I remember the trip to Yeosu for the World Expo back in 2012. Grace and I had only been dating a month by then, so it was a pretty huge step in our relationship to go on a trip together. We stayed in a guest house with a men's and women's dorms, and I hadn't gotten a lot of sleep the night before we went because there had been a snorer in my room. Groggily, I was guided by Grace to the fair grounds, and for the next few hours, we were overwhelmed by the many booths showcasing the cultures from around the world. I vividly remember one booth from Sweden, I believe, that even had an icy cave entrance to that country's booth, and Grace regaled me by telling me of her trip to Sweden when she back-packed around Europe. We left the Yeosu World Expo with little trinkets from around the world that still adorn our apartment.
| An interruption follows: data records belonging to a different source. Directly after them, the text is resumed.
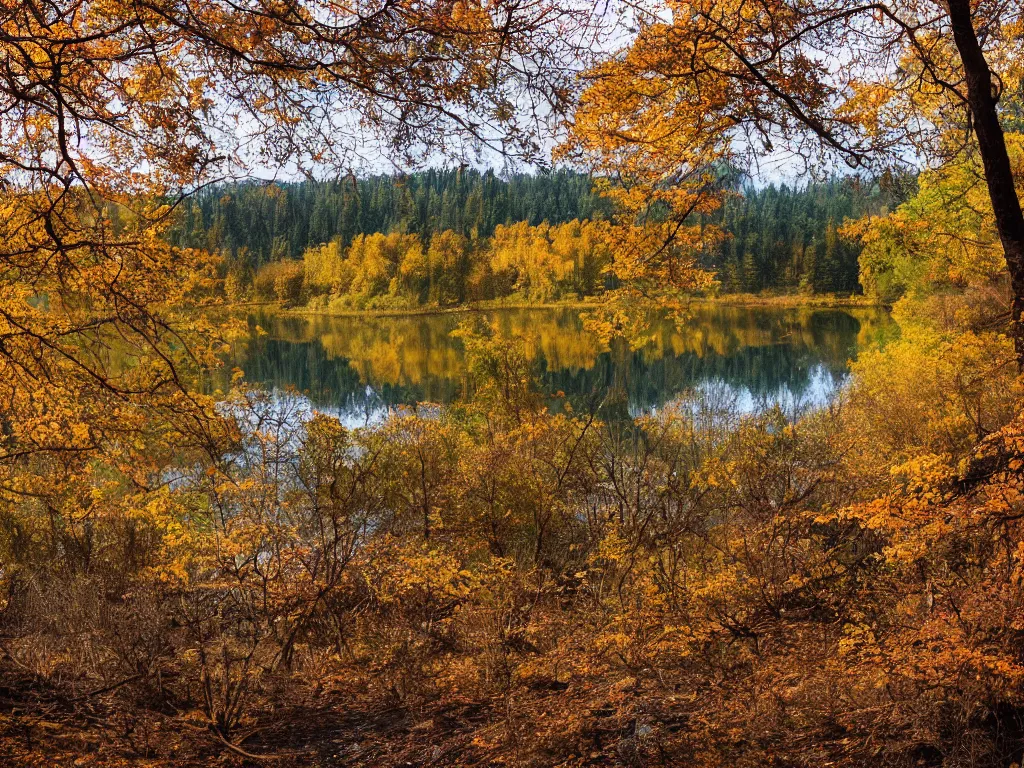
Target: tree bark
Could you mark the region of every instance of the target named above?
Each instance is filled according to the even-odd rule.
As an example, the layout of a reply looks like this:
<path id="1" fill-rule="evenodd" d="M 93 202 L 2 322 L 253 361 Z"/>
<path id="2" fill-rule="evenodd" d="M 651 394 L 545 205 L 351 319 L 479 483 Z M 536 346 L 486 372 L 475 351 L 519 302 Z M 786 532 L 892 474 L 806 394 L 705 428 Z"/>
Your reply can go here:
<path id="1" fill-rule="evenodd" d="M 1013 184 L 1010 156 L 999 124 L 996 108 L 999 96 L 993 87 L 992 71 L 974 29 L 971 0 L 946 0 L 946 7 L 953 27 L 953 41 L 963 62 L 967 103 L 985 167 L 985 181 L 995 213 L 996 230 L 1010 272 L 1010 286 L 1013 290 L 1011 333 L 1017 353 L 1017 367 L 1024 371 L 1024 212 L 1021 211 L 1020 199 Z"/>

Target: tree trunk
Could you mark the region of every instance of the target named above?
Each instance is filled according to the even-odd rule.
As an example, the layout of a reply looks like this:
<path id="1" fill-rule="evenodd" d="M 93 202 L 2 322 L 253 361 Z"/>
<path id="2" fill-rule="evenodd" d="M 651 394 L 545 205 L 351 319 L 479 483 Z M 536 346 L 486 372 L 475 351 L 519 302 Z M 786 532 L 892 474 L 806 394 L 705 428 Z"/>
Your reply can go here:
<path id="1" fill-rule="evenodd" d="M 978 42 L 971 18 L 971 0 L 946 0 L 953 40 L 964 65 L 967 103 L 971 110 L 978 149 L 985 166 L 996 230 L 1010 272 L 1013 302 L 1010 308 L 1017 367 L 1024 370 L 1024 213 L 1013 184 L 1010 156 L 999 124 L 998 95 L 992 83 L 992 71 Z"/>

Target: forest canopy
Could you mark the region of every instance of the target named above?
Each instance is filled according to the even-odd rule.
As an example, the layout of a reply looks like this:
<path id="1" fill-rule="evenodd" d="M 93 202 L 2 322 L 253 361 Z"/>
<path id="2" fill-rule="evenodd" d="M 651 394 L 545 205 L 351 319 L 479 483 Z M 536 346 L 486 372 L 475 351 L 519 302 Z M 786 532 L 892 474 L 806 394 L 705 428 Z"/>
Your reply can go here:
<path id="1" fill-rule="evenodd" d="M 882 183 L 851 178 L 795 187 L 732 183 L 726 187 L 722 207 L 702 217 L 727 237 L 702 255 L 701 265 L 716 275 L 726 292 L 858 293 L 860 243 L 843 236 L 844 223 L 892 210 L 912 187 L 912 177 Z M 491 260 L 490 240 L 497 227 L 557 227 L 574 220 L 588 226 L 588 221 L 607 221 L 611 210 L 611 202 L 595 189 L 593 179 L 581 173 L 504 179 L 493 172 L 433 170 L 404 178 L 217 187 L 185 206 L 169 238 L 180 246 L 221 254 L 222 272 L 231 274 L 238 286 L 251 285 L 256 272 L 269 262 L 299 260 L 311 252 L 322 256 L 324 252 L 317 251 L 321 245 L 338 249 L 340 260 L 360 235 L 415 235 L 427 247 L 435 233 L 450 230 L 469 241 L 470 261 L 484 269 Z M 544 260 L 543 253 L 536 257 Z M 589 257 L 601 262 L 600 254 Z M 459 284 L 459 301 L 504 293 L 500 287 L 477 290 L 467 283 L 468 277 L 468 272 L 451 276 Z M 307 280 L 307 297 L 322 292 L 314 287 L 319 279 Z M 593 295 L 604 282 L 602 275 L 565 295 Z M 508 292 L 515 283 L 513 276 Z M 414 293 L 419 297 L 418 290 Z M 262 297 L 273 295 L 265 292 Z M 423 296 L 415 303 L 428 302 L 437 299 Z"/>

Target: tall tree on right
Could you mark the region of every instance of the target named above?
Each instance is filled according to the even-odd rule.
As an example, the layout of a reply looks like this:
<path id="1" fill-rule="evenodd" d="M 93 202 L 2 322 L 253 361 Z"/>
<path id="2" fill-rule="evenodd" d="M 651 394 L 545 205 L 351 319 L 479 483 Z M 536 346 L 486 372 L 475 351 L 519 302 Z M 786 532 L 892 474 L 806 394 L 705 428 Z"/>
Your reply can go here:
<path id="1" fill-rule="evenodd" d="M 568 146 L 664 200 L 718 161 L 854 168 L 975 155 L 1013 292 L 1024 367 L 1024 214 L 1004 138 L 1024 68 L 1017 0 L 653 0 L 590 73 Z M 1005 113 L 1005 114 L 1004 114 Z M 777 155 L 776 155 L 777 156 Z M 819 166 L 820 167 L 820 166 Z"/>

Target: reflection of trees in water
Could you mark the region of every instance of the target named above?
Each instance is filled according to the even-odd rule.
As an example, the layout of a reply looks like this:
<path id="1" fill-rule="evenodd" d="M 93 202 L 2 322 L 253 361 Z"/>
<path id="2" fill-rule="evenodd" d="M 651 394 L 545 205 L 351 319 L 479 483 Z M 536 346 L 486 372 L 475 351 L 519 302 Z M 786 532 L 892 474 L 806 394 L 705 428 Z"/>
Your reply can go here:
<path id="1" fill-rule="evenodd" d="M 577 408 L 587 409 L 595 396 L 618 390 L 625 394 L 625 405 L 637 412 L 662 406 L 678 393 L 710 381 L 748 390 L 755 399 L 771 399 L 780 392 L 800 398 L 809 394 L 813 374 L 822 367 L 834 381 L 840 380 L 847 371 L 843 360 L 835 365 L 816 350 L 785 344 L 743 347 L 728 355 L 686 352 L 650 362 L 641 352 L 626 361 L 606 354 L 589 370 L 546 371 L 542 380 L 549 391 L 570 395 Z"/>
<path id="2" fill-rule="evenodd" d="M 524 341 L 544 388 L 581 405 L 610 389 L 633 410 L 662 405 L 684 389 L 717 380 L 757 397 L 800 396 L 824 367 L 845 374 L 859 343 L 878 336 L 884 313 L 766 311 L 701 306 L 682 327 L 663 324 L 650 344 L 609 349 L 583 330 L 572 310 L 507 310 L 499 328 Z M 450 402 L 465 376 L 462 344 L 451 338 L 458 316 L 400 318 L 260 318 L 267 335 L 239 345 L 230 365 L 253 383 L 292 386 L 324 406 L 358 411 L 373 405 Z M 372 389 L 368 389 L 371 385 Z"/>
<path id="3" fill-rule="evenodd" d="M 318 341 L 288 341 L 271 337 L 251 339 L 229 360 L 245 371 L 247 381 L 267 389 L 294 388 L 317 405 L 359 411 L 378 405 L 450 402 L 461 382 L 431 376 L 417 384 L 369 383 L 347 358 L 328 354 Z M 216 385 L 221 388 L 226 375 Z"/>

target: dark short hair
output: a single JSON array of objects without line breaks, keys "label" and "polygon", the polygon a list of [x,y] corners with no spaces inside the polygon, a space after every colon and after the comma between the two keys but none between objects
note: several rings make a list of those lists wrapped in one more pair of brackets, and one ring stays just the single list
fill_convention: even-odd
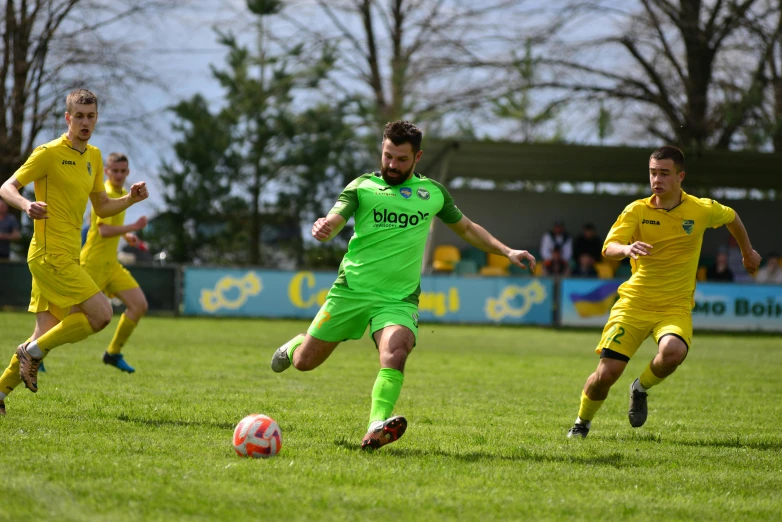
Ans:
[{"label": "dark short hair", "polygon": [[383,130],[383,141],[391,140],[391,143],[397,146],[409,143],[413,147],[413,154],[418,154],[421,150],[423,137],[424,133],[421,129],[409,121],[390,121],[386,123],[386,128]]},{"label": "dark short hair", "polygon": [[92,105],[94,103],[95,111],[98,110],[98,97],[87,89],[76,89],[75,91],[71,91],[70,94],[68,94],[68,97],[65,98],[65,110],[68,111],[68,113],[71,113],[73,111],[73,106],[77,103],[79,105]]},{"label": "dark short hair", "polygon": [[128,161],[128,157],[123,154],[122,152],[112,152],[106,157],[106,163],[116,163],[118,161],[124,161],[125,163],[130,163]]},{"label": "dark short hair", "polygon": [[649,159],[673,160],[673,164],[676,166],[679,172],[684,170],[684,153],[681,151],[681,149],[672,145],[665,145],[659,149],[655,149],[655,151],[652,152],[652,155],[649,156]]},{"label": "dark short hair", "polygon": [[768,253],[768,255],[766,256],[766,259],[768,259],[769,257],[779,257],[779,254],[772,250],[771,252]]},{"label": "dark short hair", "polygon": [[584,230],[596,230],[594,223],[585,223],[584,224]]}]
That was an impressive event.

The Pyeonchang Olympics was not.

I wish I could write about how the Pyeonchang Olympics impressed me, a person who has been to a lot of festivals in South Korea and around the world. I wish for my adoptive country that I had some positive words to write, but I don't. Now, I will freely admit that I am not a sports fan. That might automatically eliminate me as a fair and unbiased witness to a historical sports event like the olympics. That might be similar to a Star Wars fan going to a Star Trek convention (by the way, "Live long and prosper!"). Though, I can give you my honest opinion as a world traveler on an event that drew thousands to South Korea.

In short, my wife and I weren't impressed at all. You can tell by the fact that I really have no pictures of our trip to Pyeonchang. Why take pictures of "every day life in Korea"? Why take pictures of something that a rally at a university would have surpassed? Also, when we did leave early, we didn't take any souvenirs or reminders of the time we didn't enjoy there.

Harsh, I know. But hopefully honest.

Like I said, I have been to a lot of festivals big and small around the world. I was looking forward to something that I had grown up watching on TV. I was the kid who had a crush on one of those American swimmers at the Summer Olympics somewhere. I don't know who or where. I told you that I'm not a sports fan! Yet, I was looking forward to the glamour of the Pyeongchang Olympics with its tinge of history-making in how the North and South Korean teams had unified for this sports event. It reminded me of how in 1936 Berlin had held the Olympics, and the historical events of the Munich Olympics of 1972. "Did you get to go to the Pyeongchang Olympics before such and such event happened?" Yes, I was there.

Though, as we came into the area where we were to pick up our tickets, I was struck by how plain the fair grounds were. There were no salmunori groups playing traditional Korean music. There was no one dressed in hanbok, the traditional Korean garb. In fact, the Gangneung Olympic Park that we had to go to since the Pyeongchang Olympic Park was two hours away was inhabited by only maybe five tents with a McDonald's, a ski resort type food court, a souvenir shop with a long line that snaked in front of it for a good 20 minutes, and another concession stand with the same fare as the food court. Tents. All that money went towards tents and little to no fan fare. Where did the money really go? I didn't see anything that should have cost millions of Korean money (okay, a million Korean won is equal to $1,000, so I'm making a bit of a joke here). Sadly, I know enough about the scandals of bribes and pay-outs that led to President Park's impeachment to suspect that there was a bleeding of funds put aside for the Pyeonchang Olympics.

I sadly write this. I had wanted a success for my adoptive country. Yet, it irked me how the international press spoke highly of what I considered a monstrous failure. The reality was far from the hype.